Basic schools do not choose to be admitted on the basis of academic achievement or competence, but there are demographic reasons why achievement levels in different schools vary greatly.  

In addition, government initiatives such as municipal colleges of technology and specialized school programs have made the overall ideal less emphatic.

In these schools, children can be selected on the basis of mastery of the curriculum related to the school's specialization, although schools take quotas from each quarter of the scope of achievement to ensure that they are not selective with success.  

The issue is whether the rations should come from the normal distribution or from the specified distribution to be collected directly from the water collection area.

In the selective school system, which still exists in many parts of the UK, admission is based on selection criteria, often a test or cognitive tests.

Although comprehensive schools were introduced in England and Wales in 1965, 164 selective grammar schools are still functioning.

The most comprehensive are secondary schools for children between the ages of 11 and 16, but in some areas there are full primary schools and in some places the secondary level is divided into two parts, for students between the ages of 11 and 14 and those between the ages of 14 and 14.

This roughly corresponds to the American middle school (or middle school) and high school, respectively, with the emergence of milestones in the national curriculum, some local authorities have moved from the middle school system to 11-16 and 11-18 schools so that the transition between schools corresponds to the end of one stage and the beginning of another, in principle, the primary schools are designed as "adjacent" schools for all students in the designated assembly area.
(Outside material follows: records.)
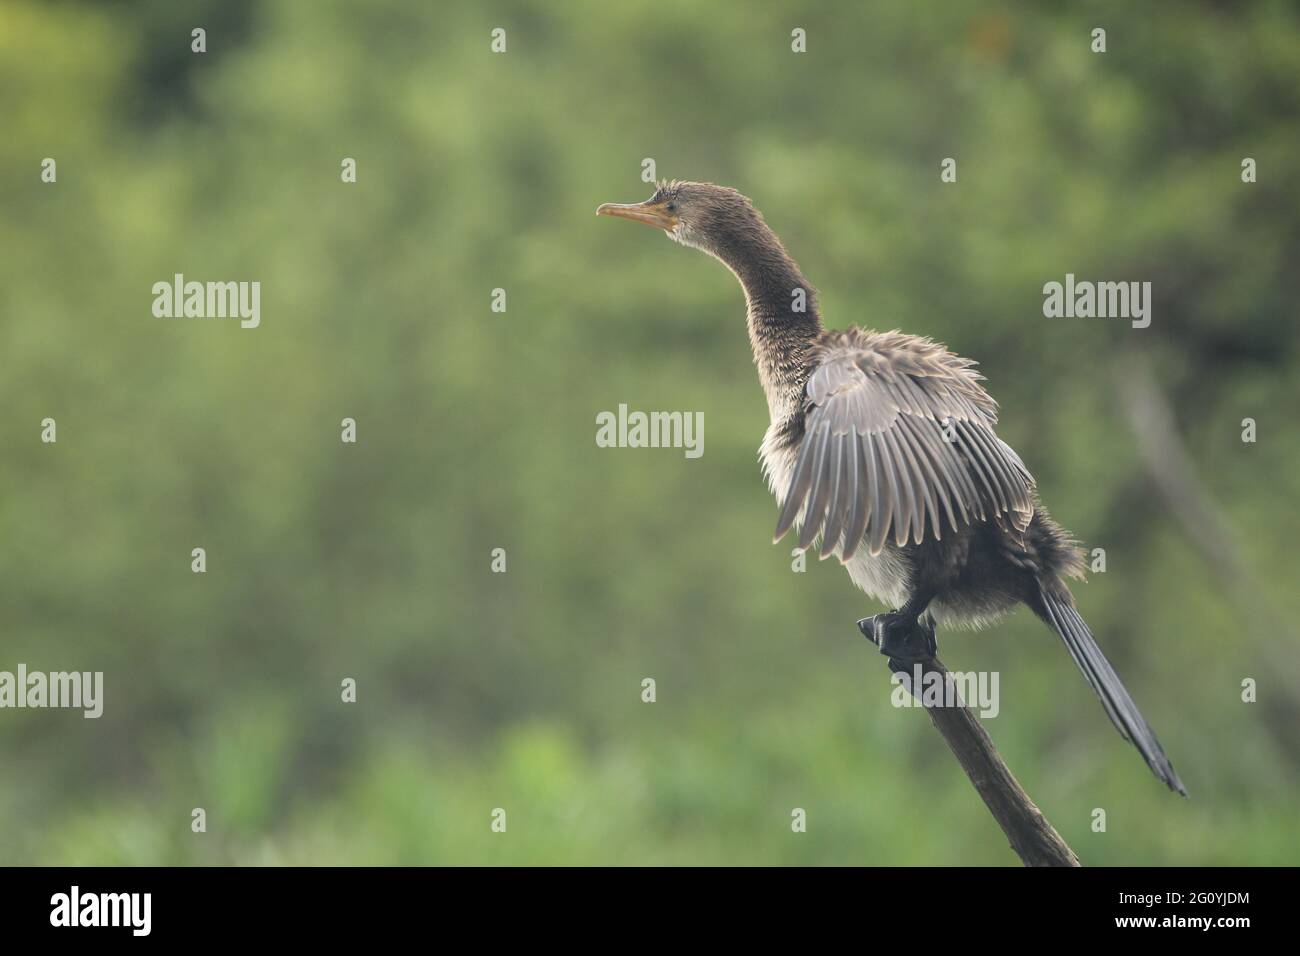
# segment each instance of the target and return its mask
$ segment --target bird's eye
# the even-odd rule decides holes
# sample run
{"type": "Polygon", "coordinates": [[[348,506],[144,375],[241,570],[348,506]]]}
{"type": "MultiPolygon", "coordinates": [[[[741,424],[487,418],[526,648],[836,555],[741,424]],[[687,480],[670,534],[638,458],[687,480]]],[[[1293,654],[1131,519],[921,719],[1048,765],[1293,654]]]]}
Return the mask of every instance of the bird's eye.
{"type": "Polygon", "coordinates": [[[677,211],[677,203],[675,203],[675,202],[670,202],[670,203],[668,204],[668,211],[669,211],[669,212],[676,212],[676,211],[677,211]]]}

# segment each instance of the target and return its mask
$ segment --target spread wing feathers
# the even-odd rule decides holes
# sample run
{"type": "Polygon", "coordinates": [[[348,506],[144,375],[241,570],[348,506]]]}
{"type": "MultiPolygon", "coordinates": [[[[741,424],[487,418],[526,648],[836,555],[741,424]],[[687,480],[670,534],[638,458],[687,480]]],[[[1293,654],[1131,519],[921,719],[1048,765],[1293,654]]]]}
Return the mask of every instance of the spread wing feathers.
{"type": "Polygon", "coordinates": [[[975,363],[929,339],[849,329],[813,344],[804,435],[776,539],[802,515],[799,547],[820,533],[821,557],[843,541],[920,544],[993,517],[1023,531],[1033,476],[993,433],[997,403],[975,363]]]}

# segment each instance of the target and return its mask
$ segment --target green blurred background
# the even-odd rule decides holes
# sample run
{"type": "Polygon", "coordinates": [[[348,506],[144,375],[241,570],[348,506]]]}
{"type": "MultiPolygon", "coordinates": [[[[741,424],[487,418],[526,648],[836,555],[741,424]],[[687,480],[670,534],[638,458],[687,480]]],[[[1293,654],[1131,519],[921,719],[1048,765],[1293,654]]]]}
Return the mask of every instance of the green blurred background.
{"type": "Polygon", "coordinates": [[[880,608],[770,544],[734,279],[593,215],[647,157],[752,196],[829,325],[980,360],[1106,549],[1189,800],[1027,612],[940,634],[1083,861],[1300,861],[1294,5],[5,0],[0,107],[0,669],[106,685],[0,712],[0,862],[1016,863],[880,608]],[[261,327],[154,318],[176,272],[261,327]],[[1066,272],[1151,327],[1043,318],[1066,272]],[[598,449],[620,402],[704,456],[598,449]]]}

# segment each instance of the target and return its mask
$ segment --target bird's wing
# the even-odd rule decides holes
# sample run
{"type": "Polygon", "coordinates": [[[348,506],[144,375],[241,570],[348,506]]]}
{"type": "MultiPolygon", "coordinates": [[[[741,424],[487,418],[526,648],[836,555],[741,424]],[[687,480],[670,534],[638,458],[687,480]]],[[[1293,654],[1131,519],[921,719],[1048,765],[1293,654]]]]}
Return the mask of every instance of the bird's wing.
{"type": "Polygon", "coordinates": [[[779,540],[803,515],[799,547],[821,557],[844,542],[879,554],[994,518],[1024,530],[1033,476],[993,433],[997,403],[975,363],[929,339],[849,329],[813,344],[804,435],[777,519],[779,540]],[[943,516],[941,519],[940,516],[943,516]]]}

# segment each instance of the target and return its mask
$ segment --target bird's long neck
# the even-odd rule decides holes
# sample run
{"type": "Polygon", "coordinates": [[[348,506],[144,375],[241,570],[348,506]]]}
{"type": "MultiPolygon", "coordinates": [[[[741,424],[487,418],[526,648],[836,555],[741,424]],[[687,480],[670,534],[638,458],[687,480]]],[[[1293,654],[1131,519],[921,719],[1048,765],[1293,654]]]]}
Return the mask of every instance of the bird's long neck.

Master's degree in Germany

Steps to complete high school in Germany

If you are a student already residing on German soil, you can easily apply for admission to a school in the city where you reside, or if you do not live in Germany, you will need:

  • Proficiency in the German language.
  • Do an online search or refer a resident of Germany to discover the best high schools.
  • Translate and certify certificates into German, then write to school and send certificates.
  • When enrolling, you will also need to provide a birth certificate, a valid passport, a letter of recommendation from a teacher, and medical records.
  • Get a study visa from the German embassy in your home country.
  • When your application is accepted by the Embassy, you can then travel and complete your studies.
  • Study in German schools begins in August of each year, but you must arrive well in advance, enough time to find accommodation for students and organize your life.